私は授業への意識を逸らさないようにしながらも、今は勉学に使うべきな頭には気がかりが張り付いて………引きはがすことができないまま、時間はお昼時にまで進んでいた。

 

 本当に未来は、体調不良で休みをとったのだろうか?―――と。

 

 響とのすれ違いの問題に関しては、今はそんなに心配していない。

 昨夜のやり取りの時に見せてくれた、憑き物が落ちた未来の面持ちとあの置手紙の文面を見れば、響への想いと響が置かれた現実への哀しみ、そして罪悪感に心がかき乱されることはそうないだろう。
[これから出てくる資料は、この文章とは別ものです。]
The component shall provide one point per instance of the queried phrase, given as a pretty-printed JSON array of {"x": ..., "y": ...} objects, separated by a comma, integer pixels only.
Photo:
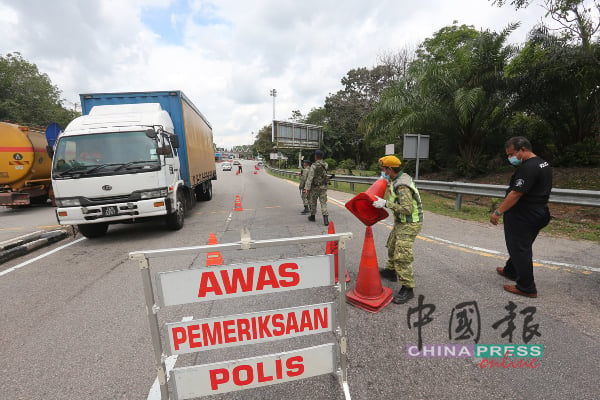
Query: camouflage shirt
[
  {"x": 317, "y": 176},
  {"x": 303, "y": 176}
]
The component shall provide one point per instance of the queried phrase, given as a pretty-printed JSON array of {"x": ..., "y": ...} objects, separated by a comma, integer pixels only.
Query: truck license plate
[{"x": 110, "y": 211}]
 響の方も、今は自分から踏み出して未来と向き合おうとしている。

 少なくとも、昨日みたいに互いを想い合い過ぎて、不本意にも傷つけ合ってしまう事態にはならないと言い切れる。

 

「さすがに勘ぐり過ぎだと思うぞ 単に体調が優れず休息しているのならそれに越したことはないのでは、この場に奏もいたら『心配なのは分かるけどさ、気にし過ぎだぞ朱音』と言ってくるだろう」

 

 そう………なんだけど

 翼の言葉に、頷かされつつも、顰められた眉間から疑念が離れない。

 奏さんの物真似(似ているかと言われれば少し怪しいが、雰囲気は出てる)も披露した翼の言う通り本当に、私の家を出て学校まで行く道中、具合が悪くなり大事を取って休むことにしたのなら、それに越したことはない。

 自分の心にそう語り掛けても、胸の内の〝ざわめき〟は、収まってはくれない上に、単なる考え過ぎだと片付けられない理由があった。

 午前の授業の合間の小休憩中に私は、未来のスマートフォン宛てにSNSアプリのメールを送っていた。

 送信からほどなくして、〝既読〟と時刻が表示された。

 未来が私からのメールを読んだと言う何よりの証明なのに、あれから一向に、返信がこないし、くど過ぎない程度に何度か電話も掛けてはいるが、先程の通り待機音の音色とが流れるばかり。

 せっかく踏み出そうとしている響を、憶測とすら呼べない自分の〝懸念〟のせいで無用に不安へと陥れたくもなかったので、現状は翼にしか打ち明けていない。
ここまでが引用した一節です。